Tallahassee Democrat by Jeff Burlew
February 10, 2019
A bill in the Florida Legislature that would keep confidential photos and videos of people killed in mass shootings has sparked concern among First Amendment advocates, who say it would harm the public’s ability to scrutinize law enforcement’s handling of such incidents.
The bill (SB 186) is intended to spare family members from seeing images of their loved ones in graphic detail in the final moments of life. It was filed just days after a gunman opened fire Jan. 23 inside a SunTrust bank in Sebring, killing five people.
Filed by Sen. Tom Lee, R-Brandon, the legislation would exempt from public records all photographs and videos and audio recordings that depict the deaths of people in acts of mass violence. It would apply to “all acts or events that cause or otherwise relate to the death of a person” in incidents in which three or more people, not including the perpetrator, are killed.
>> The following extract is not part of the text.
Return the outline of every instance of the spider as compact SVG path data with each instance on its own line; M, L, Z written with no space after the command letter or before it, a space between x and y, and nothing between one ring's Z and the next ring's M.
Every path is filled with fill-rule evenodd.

Barbara Petersen, president of the First Amendment Foundation in Tallahassee, wrote Lee on Thursday to express concern that the exemption could be used “to hamper and frustrate the public’s constitutional right to oversee law enforcement and hold it accountable for its actions.”
Petersen noted that the foundation joined a consortium of media outlets to sue for records involving the 2016 shooting at the Pulse nightclub in Orlando, which left 49 people dead and 53 injured, and the 2018 shooting at Marjory Stoneman Douglas High School in Parkland, which left 17 people dead and 17 injured.
In the Parkland shooting, she said, records revealed flaws in law enforcement’s handling of the unfolding emergency, including that deputies were slow to respond and those in command failed to take charge and gave bad direction to officers.
“Our experience in both Pulse and Parkland illustrates precisely why a government agency cannot — and should not — be counted on to police itself, and why the role of the public and the media is so critical,” she wrote.